Le neuroscienze hanno fatto significativi progressi nel chiarire come le alterazioni cerebrali possano essere connesse alla criminalità. La corteccia prefrontale, che è coinvolta nel ragionamento complesso, nell'autocontrollo e nel processo decisionale, è una delle principali aree identificate come alterate nei criminali violenti. La riduzione della materia grigia in questa zona cerebrale è stata frequentemente associata a comportamenti impulsivi e antisociali, suggerendo che una funzione compromessa della corteccia prefrontale potrebbe contribuire a un'incapacità di regolare il comportamento e di fare previsioni sulle conseguenze delle proprie azioni.
Inoltre, il sistema limbico, che svolge un ruolo cruciale nell'elaborazione delle emozioni e nell'autocontrollo, sembra essere anch'esso coinvolto. La sua disfunzione potrebbe spiegare in parte l'intensità di emozioni negative, come la rabbia o l'impulsività, che spesso caratterizzano gli atti di violenza e i crimini premeditati. Alcuni studi suggeriscono che una maggior emotività, combinata con una mancanza di autocontrollo, potrebbe aumentare la propensione a compiere atti criminali, in particolare negli individui con tratti psicopatici.
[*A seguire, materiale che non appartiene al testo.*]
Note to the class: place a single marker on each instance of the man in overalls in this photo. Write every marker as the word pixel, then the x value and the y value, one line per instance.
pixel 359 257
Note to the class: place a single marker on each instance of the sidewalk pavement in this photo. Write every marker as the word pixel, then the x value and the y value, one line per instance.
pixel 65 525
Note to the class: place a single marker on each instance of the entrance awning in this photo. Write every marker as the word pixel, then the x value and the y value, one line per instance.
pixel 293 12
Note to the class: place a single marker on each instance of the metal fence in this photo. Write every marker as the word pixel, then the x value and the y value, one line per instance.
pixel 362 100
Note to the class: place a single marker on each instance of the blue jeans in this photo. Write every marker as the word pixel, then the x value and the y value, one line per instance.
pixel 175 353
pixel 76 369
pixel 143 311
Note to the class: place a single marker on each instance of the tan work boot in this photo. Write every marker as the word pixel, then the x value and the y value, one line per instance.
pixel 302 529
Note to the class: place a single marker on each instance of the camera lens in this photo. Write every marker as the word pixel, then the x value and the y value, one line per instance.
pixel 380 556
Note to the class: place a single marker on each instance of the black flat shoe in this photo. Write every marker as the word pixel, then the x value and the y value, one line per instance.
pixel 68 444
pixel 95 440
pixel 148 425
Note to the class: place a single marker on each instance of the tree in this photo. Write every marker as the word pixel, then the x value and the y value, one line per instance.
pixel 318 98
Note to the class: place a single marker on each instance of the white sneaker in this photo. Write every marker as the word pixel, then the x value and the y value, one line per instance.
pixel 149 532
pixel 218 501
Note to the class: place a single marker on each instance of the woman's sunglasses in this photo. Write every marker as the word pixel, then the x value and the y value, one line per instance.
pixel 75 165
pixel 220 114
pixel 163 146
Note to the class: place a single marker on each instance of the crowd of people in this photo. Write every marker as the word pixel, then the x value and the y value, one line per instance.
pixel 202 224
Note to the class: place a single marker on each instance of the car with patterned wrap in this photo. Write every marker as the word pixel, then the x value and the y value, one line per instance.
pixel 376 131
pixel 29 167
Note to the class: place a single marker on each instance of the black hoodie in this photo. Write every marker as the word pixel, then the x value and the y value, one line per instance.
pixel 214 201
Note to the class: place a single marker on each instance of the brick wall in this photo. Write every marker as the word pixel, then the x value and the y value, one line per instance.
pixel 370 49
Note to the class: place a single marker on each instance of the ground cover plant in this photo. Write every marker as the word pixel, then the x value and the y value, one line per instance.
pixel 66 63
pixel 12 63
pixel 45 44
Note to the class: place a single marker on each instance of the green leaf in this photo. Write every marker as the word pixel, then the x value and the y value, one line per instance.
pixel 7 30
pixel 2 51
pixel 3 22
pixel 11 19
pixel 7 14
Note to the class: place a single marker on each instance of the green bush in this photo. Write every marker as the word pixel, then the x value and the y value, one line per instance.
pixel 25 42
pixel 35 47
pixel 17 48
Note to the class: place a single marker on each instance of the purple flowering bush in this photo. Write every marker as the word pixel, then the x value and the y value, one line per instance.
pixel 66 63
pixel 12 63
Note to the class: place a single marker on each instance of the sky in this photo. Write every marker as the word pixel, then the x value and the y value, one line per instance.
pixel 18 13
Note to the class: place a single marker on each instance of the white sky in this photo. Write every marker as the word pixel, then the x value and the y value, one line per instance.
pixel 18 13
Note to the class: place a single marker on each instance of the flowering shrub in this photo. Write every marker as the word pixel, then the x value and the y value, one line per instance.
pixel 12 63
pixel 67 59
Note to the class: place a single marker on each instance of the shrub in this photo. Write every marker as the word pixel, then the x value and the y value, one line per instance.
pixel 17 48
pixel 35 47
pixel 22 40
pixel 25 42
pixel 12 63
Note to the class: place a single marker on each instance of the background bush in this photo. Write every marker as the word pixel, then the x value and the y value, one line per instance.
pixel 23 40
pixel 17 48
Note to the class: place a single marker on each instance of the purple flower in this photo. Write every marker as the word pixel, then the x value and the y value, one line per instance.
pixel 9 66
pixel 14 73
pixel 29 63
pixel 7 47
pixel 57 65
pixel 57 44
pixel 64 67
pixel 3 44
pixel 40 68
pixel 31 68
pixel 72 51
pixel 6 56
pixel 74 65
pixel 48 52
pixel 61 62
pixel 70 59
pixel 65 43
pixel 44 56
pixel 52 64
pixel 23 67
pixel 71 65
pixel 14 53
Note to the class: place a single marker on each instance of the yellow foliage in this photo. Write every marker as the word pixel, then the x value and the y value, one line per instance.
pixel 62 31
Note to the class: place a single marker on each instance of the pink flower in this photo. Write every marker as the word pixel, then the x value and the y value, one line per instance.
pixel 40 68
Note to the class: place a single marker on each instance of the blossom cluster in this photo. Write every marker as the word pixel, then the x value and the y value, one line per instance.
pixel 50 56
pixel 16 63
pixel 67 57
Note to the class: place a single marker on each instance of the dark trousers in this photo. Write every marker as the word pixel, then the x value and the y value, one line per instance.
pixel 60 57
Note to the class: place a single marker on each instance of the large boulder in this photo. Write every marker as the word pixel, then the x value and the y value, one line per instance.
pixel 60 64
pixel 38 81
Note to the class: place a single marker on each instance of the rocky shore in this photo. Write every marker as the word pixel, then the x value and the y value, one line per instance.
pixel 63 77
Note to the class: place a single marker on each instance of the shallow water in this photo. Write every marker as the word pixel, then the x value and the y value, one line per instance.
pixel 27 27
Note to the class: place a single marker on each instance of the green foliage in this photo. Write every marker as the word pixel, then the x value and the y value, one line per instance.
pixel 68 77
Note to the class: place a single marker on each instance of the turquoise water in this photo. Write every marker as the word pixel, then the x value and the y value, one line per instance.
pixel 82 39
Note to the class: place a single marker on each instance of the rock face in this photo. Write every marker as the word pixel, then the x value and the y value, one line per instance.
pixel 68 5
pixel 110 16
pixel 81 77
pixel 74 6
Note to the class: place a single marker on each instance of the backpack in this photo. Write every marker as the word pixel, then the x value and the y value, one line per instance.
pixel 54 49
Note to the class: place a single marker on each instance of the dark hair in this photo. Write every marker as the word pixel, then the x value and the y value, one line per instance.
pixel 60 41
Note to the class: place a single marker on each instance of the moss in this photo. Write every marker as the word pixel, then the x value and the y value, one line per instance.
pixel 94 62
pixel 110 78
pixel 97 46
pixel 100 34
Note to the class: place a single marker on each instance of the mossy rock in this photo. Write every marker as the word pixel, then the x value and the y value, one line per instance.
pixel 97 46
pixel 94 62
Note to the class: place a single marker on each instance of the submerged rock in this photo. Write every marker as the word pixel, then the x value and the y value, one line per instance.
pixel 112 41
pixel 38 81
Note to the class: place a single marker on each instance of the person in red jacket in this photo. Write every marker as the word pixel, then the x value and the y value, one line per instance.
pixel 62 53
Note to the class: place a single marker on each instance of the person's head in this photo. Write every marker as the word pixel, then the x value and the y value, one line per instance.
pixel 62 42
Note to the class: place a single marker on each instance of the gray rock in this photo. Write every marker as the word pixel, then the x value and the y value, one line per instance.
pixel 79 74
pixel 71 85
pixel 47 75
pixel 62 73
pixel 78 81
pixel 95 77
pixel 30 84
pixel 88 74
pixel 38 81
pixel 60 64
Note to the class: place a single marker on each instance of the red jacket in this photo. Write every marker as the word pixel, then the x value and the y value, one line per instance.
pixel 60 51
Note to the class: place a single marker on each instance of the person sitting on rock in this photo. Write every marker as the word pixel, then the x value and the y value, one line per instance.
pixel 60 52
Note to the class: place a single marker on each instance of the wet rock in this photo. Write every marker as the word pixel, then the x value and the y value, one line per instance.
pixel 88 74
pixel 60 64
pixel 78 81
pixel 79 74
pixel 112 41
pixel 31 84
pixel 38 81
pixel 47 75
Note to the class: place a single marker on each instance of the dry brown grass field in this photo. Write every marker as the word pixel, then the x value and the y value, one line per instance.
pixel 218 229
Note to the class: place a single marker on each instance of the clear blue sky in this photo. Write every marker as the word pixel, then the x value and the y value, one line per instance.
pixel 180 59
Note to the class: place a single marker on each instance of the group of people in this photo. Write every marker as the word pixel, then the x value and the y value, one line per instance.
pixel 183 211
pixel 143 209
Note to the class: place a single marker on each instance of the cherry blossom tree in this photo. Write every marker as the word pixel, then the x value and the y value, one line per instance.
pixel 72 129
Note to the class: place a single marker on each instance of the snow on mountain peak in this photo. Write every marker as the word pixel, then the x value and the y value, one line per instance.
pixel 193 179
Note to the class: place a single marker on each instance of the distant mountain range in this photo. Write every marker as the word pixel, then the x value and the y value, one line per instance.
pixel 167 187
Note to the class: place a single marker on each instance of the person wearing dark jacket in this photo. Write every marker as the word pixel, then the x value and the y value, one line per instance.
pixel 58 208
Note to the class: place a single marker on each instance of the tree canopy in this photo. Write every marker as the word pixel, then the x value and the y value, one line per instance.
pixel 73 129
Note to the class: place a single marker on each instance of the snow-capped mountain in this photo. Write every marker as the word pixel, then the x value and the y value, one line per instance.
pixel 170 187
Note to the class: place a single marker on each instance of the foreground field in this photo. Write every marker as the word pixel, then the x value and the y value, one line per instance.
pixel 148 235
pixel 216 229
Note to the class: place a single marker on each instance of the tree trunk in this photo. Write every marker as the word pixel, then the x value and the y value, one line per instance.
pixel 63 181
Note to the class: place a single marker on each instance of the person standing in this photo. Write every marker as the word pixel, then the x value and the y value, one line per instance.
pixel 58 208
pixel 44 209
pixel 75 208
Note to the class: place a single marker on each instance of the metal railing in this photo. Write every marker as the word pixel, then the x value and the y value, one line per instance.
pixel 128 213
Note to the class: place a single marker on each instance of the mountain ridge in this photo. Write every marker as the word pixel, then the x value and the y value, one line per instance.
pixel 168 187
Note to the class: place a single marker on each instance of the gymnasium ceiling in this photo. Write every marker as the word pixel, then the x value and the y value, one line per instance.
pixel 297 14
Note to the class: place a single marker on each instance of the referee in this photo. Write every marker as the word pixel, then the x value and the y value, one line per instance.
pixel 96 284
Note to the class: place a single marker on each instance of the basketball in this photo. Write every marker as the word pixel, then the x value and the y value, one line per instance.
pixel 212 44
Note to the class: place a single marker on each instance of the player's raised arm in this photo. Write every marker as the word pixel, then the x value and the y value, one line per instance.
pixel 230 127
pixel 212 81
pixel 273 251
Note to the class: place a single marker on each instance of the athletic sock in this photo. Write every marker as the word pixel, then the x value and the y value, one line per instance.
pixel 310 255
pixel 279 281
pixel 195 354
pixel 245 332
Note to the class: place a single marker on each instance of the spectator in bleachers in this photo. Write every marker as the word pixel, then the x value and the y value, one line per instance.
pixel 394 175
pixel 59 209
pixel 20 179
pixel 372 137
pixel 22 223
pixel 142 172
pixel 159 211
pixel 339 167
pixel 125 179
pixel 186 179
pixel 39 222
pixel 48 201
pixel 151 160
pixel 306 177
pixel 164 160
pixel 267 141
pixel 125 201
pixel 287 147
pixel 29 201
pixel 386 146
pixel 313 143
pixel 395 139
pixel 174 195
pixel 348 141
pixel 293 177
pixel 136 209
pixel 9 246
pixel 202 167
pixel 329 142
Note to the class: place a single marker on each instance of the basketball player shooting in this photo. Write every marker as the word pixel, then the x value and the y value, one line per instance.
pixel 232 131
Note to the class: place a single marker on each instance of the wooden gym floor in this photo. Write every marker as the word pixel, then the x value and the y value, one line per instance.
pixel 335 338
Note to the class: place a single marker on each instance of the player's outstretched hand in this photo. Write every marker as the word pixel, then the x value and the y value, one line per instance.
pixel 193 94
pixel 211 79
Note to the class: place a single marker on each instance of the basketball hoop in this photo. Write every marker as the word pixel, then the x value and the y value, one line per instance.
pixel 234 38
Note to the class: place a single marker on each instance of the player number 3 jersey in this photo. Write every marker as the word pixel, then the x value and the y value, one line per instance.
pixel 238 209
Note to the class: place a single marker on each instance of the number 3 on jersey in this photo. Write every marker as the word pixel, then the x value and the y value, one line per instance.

In conclusione, l'interazione tra strutture cerebrali e comportamenti antisociali continua a rappresentare un'area di ricerca fondamentale per comprendere le basi neurobiologiche della criminalità. Le evidenze scientifiche suggeriscono che alterazioni in aree chiave del cervello, come la corteccia prefrontale e il sistema limbico, possano essere determinanti nella predisposizione a comportamenti impulsivi e violenti. Sebbene non si possa ancora stabilire una relazione causale diretta, le disfunzioni cerebrali sembrano giocare un ruolo significativo nel rafforzare tratti psicopatici e nell'aumentare il rischio di recidiva.